The positive spin is that radiation (which I start soon -- preliminary meeting is tomorrow) is still highly likely to knock the rest of the cancer out while being much less shitty to my body. My prognosis is still good.

Unless I'm in an even smaller minority of people with lymphoma for whom both these treatments are not successful, but why would I ever expect that to happen?

I can't do a follow-up PET/CT until 4-6 weeks after radiation treatment has ended. The treatment is every day for a month, starting next weekish. So I won't know if it worked until... June sometime? If I still have cancer then, I will need to restart an even rougher chemo, and I think I might lose my job at that point. FMLA only covers you for so long. Not sure what happens to my insurance if that happens. Let's cross those bridges when we never get there, thanks.

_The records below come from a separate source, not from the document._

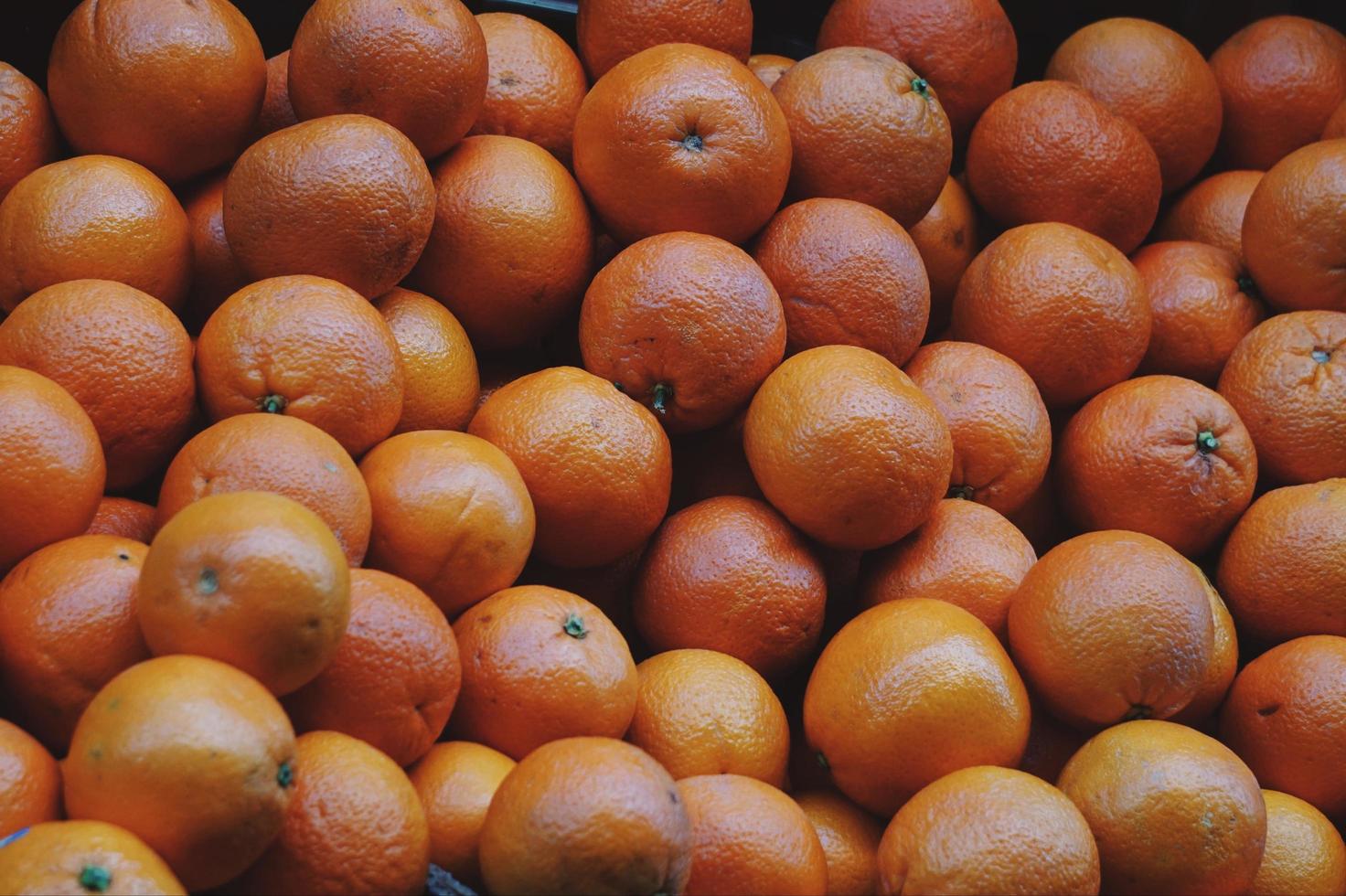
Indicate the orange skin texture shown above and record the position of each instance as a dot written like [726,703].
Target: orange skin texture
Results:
[174,86]
[1063,304]
[51,468]
[700,712]
[395,676]
[354,825]
[248,577]
[1280,80]
[51,858]
[202,789]
[688,313]
[438,362]
[1287,381]
[1171,810]
[988,830]
[68,625]
[535,86]
[599,493]
[123,356]
[1112,625]
[847,447]
[909,692]
[847,274]
[1291,239]
[308,347]
[93,217]
[747,837]
[681,137]
[1283,568]
[455,784]
[1155,79]
[861,129]
[966,554]
[527,679]
[1049,151]
[1001,435]
[513,245]
[451,516]
[587,816]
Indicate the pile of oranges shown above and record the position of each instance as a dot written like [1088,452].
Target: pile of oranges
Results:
[963,462]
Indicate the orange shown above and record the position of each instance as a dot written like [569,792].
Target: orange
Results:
[248,577]
[700,712]
[749,837]
[354,825]
[1112,625]
[1287,381]
[988,830]
[866,127]
[419,66]
[205,789]
[897,695]
[681,137]
[1280,80]
[176,86]
[587,816]
[599,491]
[1049,151]
[123,356]
[93,217]
[68,625]
[305,347]
[51,467]
[513,245]
[1063,304]
[1171,810]
[687,325]
[1001,436]
[847,447]
[847,274]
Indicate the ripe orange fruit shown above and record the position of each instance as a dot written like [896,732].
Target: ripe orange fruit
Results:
[681,137]
[287,193]
[587,816]
[700,712]
[205,789]
[1001,436]
[599,491]
[895,692]
[248,577]
[93,217]
[1287,381]
[863,125]
[1112,625]
[988,830]
[847,274]
[307,347]
[421,68]
[684,323]
[68,625]
[1060,302]
[847,447]
[535,86]
[51,468]
[1155,79]
[176,86]
[1049,151]
[1171,809]
[749,837]
[123,356]
[1280,80]
[354,824]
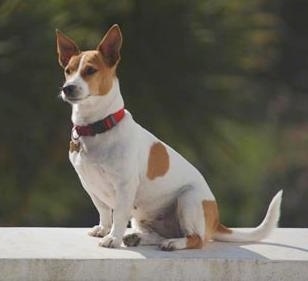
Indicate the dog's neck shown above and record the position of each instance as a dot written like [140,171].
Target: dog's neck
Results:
[96,108]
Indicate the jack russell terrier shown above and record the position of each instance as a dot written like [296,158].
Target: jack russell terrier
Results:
[128,172]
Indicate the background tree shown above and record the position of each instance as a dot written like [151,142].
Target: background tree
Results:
[224,82]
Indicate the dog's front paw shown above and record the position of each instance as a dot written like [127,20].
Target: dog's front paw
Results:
[132,240]
[98,231]
[110,241]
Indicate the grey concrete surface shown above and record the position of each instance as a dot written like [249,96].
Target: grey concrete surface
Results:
[70,254]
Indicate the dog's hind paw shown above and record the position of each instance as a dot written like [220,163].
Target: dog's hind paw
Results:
[98,231]
[110,241]
[132,240]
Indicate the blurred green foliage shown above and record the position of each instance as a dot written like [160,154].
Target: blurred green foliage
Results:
[222,81]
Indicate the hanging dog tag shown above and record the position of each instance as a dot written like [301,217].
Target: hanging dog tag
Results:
[74,146]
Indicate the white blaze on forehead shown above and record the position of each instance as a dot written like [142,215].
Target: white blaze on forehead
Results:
[77,75]
[82,90]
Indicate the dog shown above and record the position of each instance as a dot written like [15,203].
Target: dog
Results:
[129,173]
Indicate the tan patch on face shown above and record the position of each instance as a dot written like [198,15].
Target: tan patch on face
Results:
[211,218]
[158,162]
[101,81]
[194,242]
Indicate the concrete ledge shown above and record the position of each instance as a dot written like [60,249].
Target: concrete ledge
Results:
[69,254]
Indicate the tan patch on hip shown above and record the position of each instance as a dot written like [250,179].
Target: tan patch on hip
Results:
[194,241]
[158,162]
[212,222]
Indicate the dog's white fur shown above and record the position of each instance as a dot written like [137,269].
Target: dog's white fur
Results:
[168,208]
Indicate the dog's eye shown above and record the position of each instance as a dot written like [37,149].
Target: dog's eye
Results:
[90,70]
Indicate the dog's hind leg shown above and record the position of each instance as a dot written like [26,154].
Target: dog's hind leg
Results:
[190,215]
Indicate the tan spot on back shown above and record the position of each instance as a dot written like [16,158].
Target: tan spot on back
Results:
[158,162]
[194,241]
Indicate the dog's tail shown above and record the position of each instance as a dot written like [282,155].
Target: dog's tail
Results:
[260,232]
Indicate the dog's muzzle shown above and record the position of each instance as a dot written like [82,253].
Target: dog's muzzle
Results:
[70,91]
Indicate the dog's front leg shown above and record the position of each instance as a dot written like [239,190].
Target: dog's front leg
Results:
[125,195]
[105,218]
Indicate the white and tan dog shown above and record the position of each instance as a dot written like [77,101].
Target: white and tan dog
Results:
[128,172]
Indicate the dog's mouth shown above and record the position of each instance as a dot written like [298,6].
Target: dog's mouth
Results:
[72,99]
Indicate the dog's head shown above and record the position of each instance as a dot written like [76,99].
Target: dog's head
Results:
[89,73]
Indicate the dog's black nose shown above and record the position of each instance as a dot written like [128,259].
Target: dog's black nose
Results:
[69,90]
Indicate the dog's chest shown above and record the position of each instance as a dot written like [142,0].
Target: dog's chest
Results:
[94,178]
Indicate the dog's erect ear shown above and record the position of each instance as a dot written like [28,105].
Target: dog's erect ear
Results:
[66,48]
[110,45]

My doctor has confirmed that my "anticipatory nausea" hospital response (I puked when I went for my PET scan, so it's officially bad news) is Pavlovian and can be reduced with drugs (Ativan really doesn't seem to be helping) and maybe Cognitive Behavioral Therapy (CBT). The problem is not strictly psychological; my body needs to be trained to disassociate the hospital from the poison I got there.

CBT would mean probably exposure therapy: engage with the stimulus over and over (the hospital) separate from the associated condition (chemo sickness) until the connection between the two has become unlearned. This is basically my radiation treatment plan. I mean I *have* to go to the hospital every day for a month. So eventually I will break the conditioning as my body realizes that it is no longer being poisoned every time I go to MGH.

Or, you know, I will puke every day for a month. Whichever.

Since the advent of good, modern anti-nausea meds, this kind of conditioned reaction is very, very rare by the way. Only a small percentage of cancer patients have this problem anywhere near this severity.

Sometimes it sort of feels like the odds are against me by virtue of being in my favor.